Iran has declared a cultural war with one of the world's largest museums, the Louvre in Paris, which it accuses of reneging on a promise to send part of its collection of ancient Persian artefacts to an exhibition in Tehran.
The Iranian vice president and culture minister, Hamid Baghai, said this week that Tehran was cutting all relations with the museum but he failed to pursue a threat, made in February, to sever all cultural links between Iran and France.
The dispute has similarities with a row last year between Tehran and the British Museum. Iran demanded damages and threatened to cut links with the London museum after it postponed the loan of the Cyrus Cylinder, one of the most significant examples of early cuneiform writing from ancient Persia. The cylinder was eventually sent in September to a very successful exhibition in the capital.
Officials at the Louvre deny promising to send part of their Persian collection – one of the finest in the world – for display in Iran. They say a general cultural accord with Iran, which ends in June, spoke vaguely of possible loans but made no commitments.
Iran has not publicly asked for any specific items in the collection but the museum holds some of the most important Persian objects, including a basalt tablet engraved with the Code of Hammurabi, found in Iran by the French archaeologist Jacques de Morgan in 1901. The code of the 17th century BC Babylonian king is one of the oldest known sets of laws.
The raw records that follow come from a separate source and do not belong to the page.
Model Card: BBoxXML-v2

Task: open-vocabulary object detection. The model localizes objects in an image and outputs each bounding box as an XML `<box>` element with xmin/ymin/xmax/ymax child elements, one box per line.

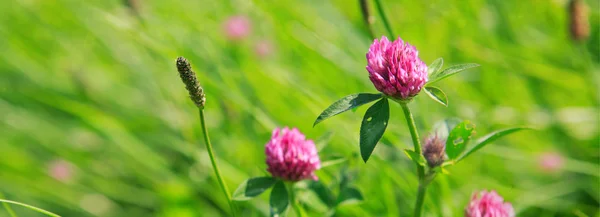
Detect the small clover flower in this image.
<box><xmin>367</xmin><ymin>36</ymin><xmax>427</xmax><ymax>101</ymax></box>
<box><xmin>423</xmin><ymin>134</ymin><xmax>446</xmax><ymax>168</ymax></box>
<box><xmin>265</xmin><ymin>127</ymin><xmax>321</xmax><ymax>181</ymax></box>
<box><xmin>465</xmin><ymin>191</ymin><xmax>515</xmax><ymax>217</ymax></box>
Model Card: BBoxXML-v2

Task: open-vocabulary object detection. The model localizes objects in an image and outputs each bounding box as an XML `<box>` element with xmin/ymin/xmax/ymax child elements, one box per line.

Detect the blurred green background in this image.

The tablet includes the injunction: "If a man knocks the teeth out of another man his own teeth will be knocked out."
Although the Franco-Iranian row has not got to the fisticuffs stage it does reflect an increasingly militant attitude by several Middle Eastern countries to large parts of their ancient cultural heritage being in museums in Europe and the United States.
Hamid Baghai, Iran's culture, heritage, handicrafts and tourism minister, said: "Based on our agreement, [the Louvre] should have sent us some artefacts in order to set up an exhibition here but for unknown reasons they have not."
"In the cultural field, we do not accept that European countries look down on us."
Officials at the Louvre said the museum had never signed a "precise and definite" agreement to send items to Iran. They said there was a "partnership" agreement which spoke of possible exhibitions but no definite plans.
Iran did, however, lend artefacts from the Safavid-era (1501-1736) to the Louvre's exhibition called, "The Song of the World" from October 2007. Tehran claims it was led to expect the French museum would allow part of its Persian collection to go to Iran in return.
The Louvre collection, running to hundreds of objects, was removed from Persia, as it was then known, by French archaeologists in the 19th century.
As well as the Code of Hammurabi, the Louvre also has large sections of ornamental walls from the palace of the Persian emperor Darius I (522-486 BC) including a beautiful frieze of lions and a frieze of archers. These were acquired in the 1880s by the French archaeologist Marcel Dieulafoy.